I have a large numpy array A of shape M*3, whose elements of each row are unique, non-negative integers ranging from 0 to N - 1. In fact, each row corresponds to a triangle in my finite element analysis.
For example, M=4, N=5, and a matrix A looks like the following
array([[0, 1, 2],
[0, 2, 3],
[1, 2, 4],
[3, 2, 4]])
Now, I need to construct another array B of size M*N, such that
B[m,n] = 1 if n is in A[m], or else 0
The corresponding B for the exemplary A above would be
1 1 1 0 0
1 0 1 1 0
0 1 1 0 1
0 0 1 1 1
A loop-based code would be
B = np.zeros((M,N))
for m in range(M):
for n in B[m]:
B[m,n]=1
But since I have large M and N (of scale 10^6 for each), how can I use good Numpy indexing techniques to accelerate this process? Besides, I feel that sparse matrix techniques are also needed since M * N data of 1 byte is about 10**12, namely 1 000 G.

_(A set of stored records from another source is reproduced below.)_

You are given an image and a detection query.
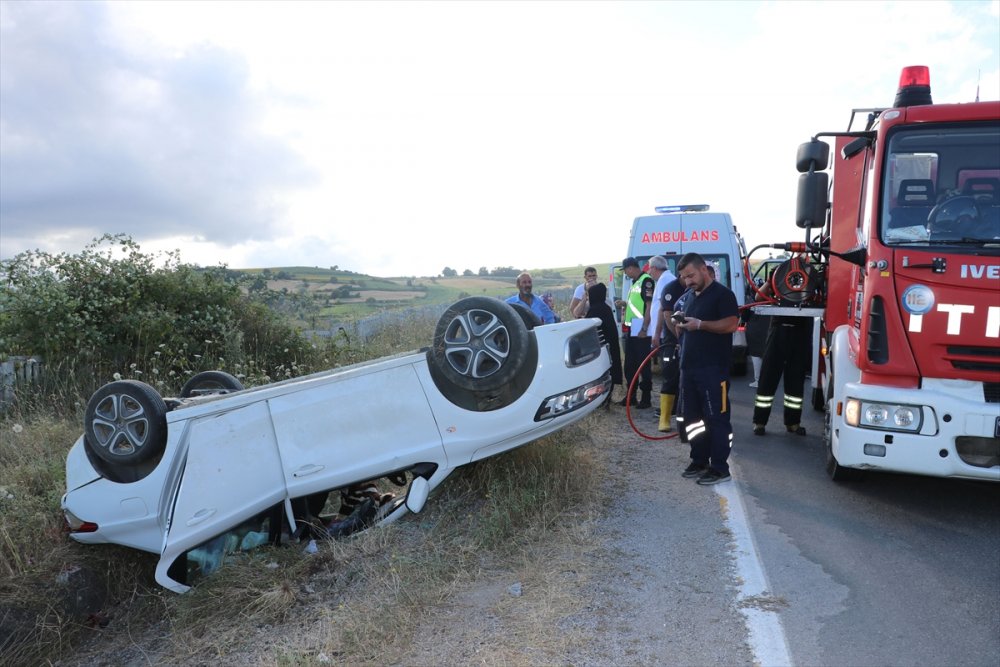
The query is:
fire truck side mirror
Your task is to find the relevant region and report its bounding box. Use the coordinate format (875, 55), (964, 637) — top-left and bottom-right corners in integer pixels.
(795, 171), (830, 229)
(840, 137), (872, 160)
(795, 139), (830, 174)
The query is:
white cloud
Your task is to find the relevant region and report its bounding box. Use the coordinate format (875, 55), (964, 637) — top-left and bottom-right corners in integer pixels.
(0, 2), (1000, 275)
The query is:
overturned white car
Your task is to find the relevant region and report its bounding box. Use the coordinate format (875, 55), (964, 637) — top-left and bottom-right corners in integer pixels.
(62, 297), (615, 592)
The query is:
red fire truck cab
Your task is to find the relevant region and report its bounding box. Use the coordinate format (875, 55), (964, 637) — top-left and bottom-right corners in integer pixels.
(796, 67), (1000, 481)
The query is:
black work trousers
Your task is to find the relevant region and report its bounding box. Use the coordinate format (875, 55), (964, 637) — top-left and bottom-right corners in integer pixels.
(753, 317), (812, 426)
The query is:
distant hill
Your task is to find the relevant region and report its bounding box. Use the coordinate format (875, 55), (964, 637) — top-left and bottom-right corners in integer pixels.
(233, 263), (611, 329)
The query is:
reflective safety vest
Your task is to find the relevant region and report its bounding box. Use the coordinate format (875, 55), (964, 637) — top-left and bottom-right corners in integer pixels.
(628, 273), (653, 322)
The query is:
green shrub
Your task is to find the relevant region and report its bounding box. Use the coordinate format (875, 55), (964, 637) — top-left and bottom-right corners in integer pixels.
(0, 235), (315, 410)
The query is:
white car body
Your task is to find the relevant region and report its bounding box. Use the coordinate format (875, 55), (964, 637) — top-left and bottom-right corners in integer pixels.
(62, 297), (610, 592)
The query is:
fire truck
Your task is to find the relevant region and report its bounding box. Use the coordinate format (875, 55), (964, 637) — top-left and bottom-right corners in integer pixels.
(774, 67), (1000, 481)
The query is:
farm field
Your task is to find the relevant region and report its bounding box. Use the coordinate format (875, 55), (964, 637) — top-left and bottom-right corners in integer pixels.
(248, 263), (610, 329)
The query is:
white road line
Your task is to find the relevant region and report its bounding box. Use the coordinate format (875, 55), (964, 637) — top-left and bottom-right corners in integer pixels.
(715, 463), (792, 667)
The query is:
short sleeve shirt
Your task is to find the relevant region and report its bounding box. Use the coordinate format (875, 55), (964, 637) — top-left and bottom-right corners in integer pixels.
(660, 280), (687, 345)
(507, 294), (556, 324)
(681, 281), (740, 376)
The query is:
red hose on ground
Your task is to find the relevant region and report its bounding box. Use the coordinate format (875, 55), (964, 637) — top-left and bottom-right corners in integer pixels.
(625, 345), (677, 440)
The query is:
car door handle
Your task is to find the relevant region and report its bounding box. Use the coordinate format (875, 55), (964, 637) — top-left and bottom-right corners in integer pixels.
(187, 509), (215, 526)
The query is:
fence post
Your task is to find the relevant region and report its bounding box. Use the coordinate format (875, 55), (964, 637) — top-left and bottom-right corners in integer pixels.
(0, 356), (42, 415)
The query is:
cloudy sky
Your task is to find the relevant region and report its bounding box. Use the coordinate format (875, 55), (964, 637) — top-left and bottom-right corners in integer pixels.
(0, 0), (1000, 276)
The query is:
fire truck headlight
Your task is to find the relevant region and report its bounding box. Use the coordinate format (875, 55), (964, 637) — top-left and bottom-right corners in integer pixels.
(892, 405), (918, 429)
(844, 398), (923, 432)
(844, 398), (861, 426)
(865, 404), (889, 426)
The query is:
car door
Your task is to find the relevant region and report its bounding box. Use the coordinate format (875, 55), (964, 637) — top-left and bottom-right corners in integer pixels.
(156, 401), (286, 590)
(268, 361), (446, 498)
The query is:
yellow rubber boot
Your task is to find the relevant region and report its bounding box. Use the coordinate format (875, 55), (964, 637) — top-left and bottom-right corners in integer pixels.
(660, 394), (674, 433)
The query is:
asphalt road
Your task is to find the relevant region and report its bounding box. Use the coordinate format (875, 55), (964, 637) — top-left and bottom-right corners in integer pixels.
(732, 378), (1000, 667)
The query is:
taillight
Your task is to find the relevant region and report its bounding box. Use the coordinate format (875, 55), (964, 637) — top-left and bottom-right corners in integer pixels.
(64, 510), (98, 533)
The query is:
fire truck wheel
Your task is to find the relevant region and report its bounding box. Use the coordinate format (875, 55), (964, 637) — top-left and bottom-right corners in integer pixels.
(84, 380), (167, 466)
(181, 371), (244, 398)
(427, 296), (534, 395)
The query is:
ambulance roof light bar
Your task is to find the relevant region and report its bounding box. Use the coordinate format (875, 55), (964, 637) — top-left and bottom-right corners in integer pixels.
(656, 204), (708, 213)
(892, 65), (933, 107)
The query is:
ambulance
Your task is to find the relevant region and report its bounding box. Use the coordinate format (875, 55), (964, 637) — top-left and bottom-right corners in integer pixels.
(608, 204), (747, 375)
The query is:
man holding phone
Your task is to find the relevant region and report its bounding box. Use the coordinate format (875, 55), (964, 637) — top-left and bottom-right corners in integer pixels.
(671, 252), (739, 486)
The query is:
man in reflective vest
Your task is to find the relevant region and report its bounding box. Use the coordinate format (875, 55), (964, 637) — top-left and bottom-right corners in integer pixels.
(621, 257), (656, 409)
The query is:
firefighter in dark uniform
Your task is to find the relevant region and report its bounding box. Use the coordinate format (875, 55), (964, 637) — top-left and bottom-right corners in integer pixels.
(753, 294), (813, 435)
(672, 252), (739, 485)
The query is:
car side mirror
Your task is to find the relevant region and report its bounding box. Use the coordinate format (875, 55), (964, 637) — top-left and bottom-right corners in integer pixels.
(406, 477), (431, 514)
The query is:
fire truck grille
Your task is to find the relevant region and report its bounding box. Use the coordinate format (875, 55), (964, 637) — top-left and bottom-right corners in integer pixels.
(945, 345), (1000, 377)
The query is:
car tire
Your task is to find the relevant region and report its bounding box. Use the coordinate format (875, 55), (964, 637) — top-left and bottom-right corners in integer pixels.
(428, 296), (531, 392)
(181, 371), (244, 398)
(84, 380), (167, 466)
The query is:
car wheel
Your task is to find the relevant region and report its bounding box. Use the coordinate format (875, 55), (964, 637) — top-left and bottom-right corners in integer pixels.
(84, 380), (167, 466)
(429, 296), (530, 391)
(181, 371), (244, 398)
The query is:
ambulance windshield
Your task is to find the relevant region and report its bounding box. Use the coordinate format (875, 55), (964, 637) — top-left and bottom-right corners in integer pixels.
(881, 123), (1000, 247)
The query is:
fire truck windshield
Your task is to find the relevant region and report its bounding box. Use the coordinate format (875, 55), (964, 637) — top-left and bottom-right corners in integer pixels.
(880, 123), (1000, 247)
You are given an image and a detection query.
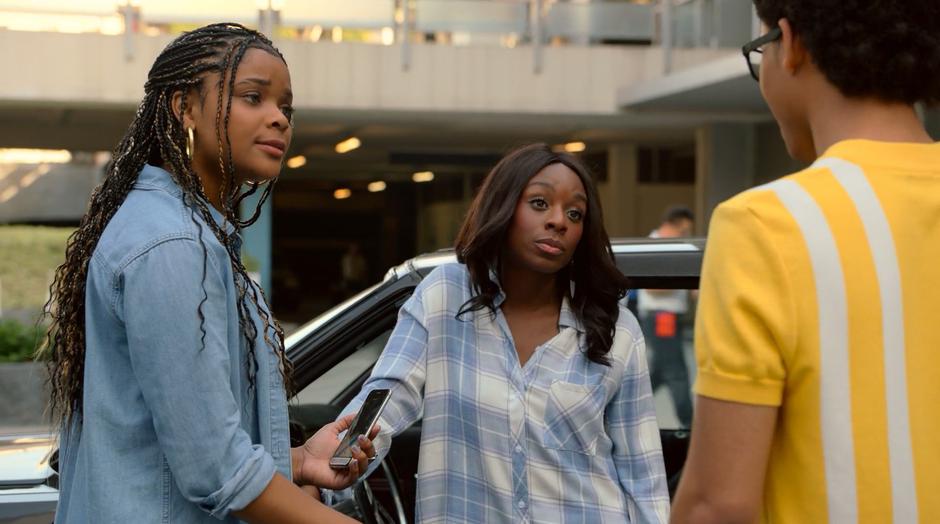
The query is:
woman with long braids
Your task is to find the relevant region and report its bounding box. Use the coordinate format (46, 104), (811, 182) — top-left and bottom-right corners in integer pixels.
(45, 24), (374, 523)
(336, 144), (669, 524)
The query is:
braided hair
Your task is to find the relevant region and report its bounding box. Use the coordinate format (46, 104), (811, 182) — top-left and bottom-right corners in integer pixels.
(39, 23), (293, 428)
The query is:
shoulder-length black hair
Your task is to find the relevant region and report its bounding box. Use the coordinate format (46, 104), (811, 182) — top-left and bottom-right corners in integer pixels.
(456, 143), (628, 365)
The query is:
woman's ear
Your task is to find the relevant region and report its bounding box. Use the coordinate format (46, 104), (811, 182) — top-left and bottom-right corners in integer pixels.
(170, 91), (199, 129)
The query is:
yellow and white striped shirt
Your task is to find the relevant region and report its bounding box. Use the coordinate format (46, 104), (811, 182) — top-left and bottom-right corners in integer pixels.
(695, 140), (940, 523)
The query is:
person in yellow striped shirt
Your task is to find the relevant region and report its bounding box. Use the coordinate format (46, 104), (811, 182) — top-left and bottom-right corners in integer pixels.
(672, 0), (940, 524)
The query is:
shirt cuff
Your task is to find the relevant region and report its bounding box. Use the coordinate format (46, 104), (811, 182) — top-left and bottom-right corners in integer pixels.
(200, 445), (277, 519)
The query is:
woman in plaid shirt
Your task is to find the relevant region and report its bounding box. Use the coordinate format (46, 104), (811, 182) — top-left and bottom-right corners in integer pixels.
(344, 144), (669, 524)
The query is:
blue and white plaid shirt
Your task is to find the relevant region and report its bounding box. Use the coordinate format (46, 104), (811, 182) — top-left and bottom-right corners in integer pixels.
(344, 264), (669, 524)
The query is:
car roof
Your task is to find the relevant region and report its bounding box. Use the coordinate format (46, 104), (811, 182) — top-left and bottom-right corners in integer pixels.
(285, 237), (705, 348)
(385, 237), (705, 279)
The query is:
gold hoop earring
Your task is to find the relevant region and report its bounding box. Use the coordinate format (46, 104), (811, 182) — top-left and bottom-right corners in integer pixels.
(186, 127), (196, 163)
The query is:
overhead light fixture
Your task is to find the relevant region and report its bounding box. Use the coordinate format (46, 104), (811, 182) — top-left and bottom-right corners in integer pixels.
(564, 142), (587, 153)
(336, 136), (362, 155)
(411, 171), (434, 184)
(287, 155), (307, 169)
(382, 27), (395, 45)
(0, 149), (72, 164)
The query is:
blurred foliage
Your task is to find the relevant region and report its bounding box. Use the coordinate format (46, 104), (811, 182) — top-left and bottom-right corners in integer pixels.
(0, 226), (74, 314)
(0, 319), (45, 363)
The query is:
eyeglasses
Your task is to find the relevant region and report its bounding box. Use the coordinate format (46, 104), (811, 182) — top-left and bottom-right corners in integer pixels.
(741, 27), (783, 81)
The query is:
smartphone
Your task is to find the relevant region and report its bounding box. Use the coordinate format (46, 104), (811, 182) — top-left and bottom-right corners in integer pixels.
(330, 389), (391, 469)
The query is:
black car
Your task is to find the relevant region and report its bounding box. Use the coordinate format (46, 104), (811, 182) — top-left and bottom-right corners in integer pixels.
(0, 239), (704, 523)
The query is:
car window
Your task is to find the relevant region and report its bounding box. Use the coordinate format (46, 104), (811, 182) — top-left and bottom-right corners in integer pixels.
(628, 289), (696, 429)
(296, 329), (392, 405)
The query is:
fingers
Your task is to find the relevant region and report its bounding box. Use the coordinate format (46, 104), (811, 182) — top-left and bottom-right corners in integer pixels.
(333, 413), (356, 433)
(349, 446), (369, 478)
(356, 435), (375, 457)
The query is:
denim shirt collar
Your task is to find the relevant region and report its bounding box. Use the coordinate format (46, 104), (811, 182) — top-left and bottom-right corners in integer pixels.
(134, 164), (241, 241)
(490, 269), (584, 333)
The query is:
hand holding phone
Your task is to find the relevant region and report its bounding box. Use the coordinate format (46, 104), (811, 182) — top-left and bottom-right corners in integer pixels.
(291, 408), (378, 489)
(330, 389), (391, 469)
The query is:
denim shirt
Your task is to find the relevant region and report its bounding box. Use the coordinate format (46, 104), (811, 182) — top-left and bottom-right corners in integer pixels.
(56, 165), (291, 523)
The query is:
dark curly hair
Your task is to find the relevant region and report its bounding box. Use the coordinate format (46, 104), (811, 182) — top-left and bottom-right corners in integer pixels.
(754, 0), (940, 105)
(38, 23), (292, 428)
(455, 144), (629, 365)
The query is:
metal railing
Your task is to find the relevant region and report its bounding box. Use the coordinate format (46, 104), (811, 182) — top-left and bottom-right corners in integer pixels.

In general, I feel using numpy's vectorization techniques, such as indexing and broadcasting, look more like an ad-hoc, error-prone activity relying on quite a bit of street smarts (or called art, if you prefer). Are there any programming language efforts that can systematically convert your loop-based code to a high-performance vectorized version?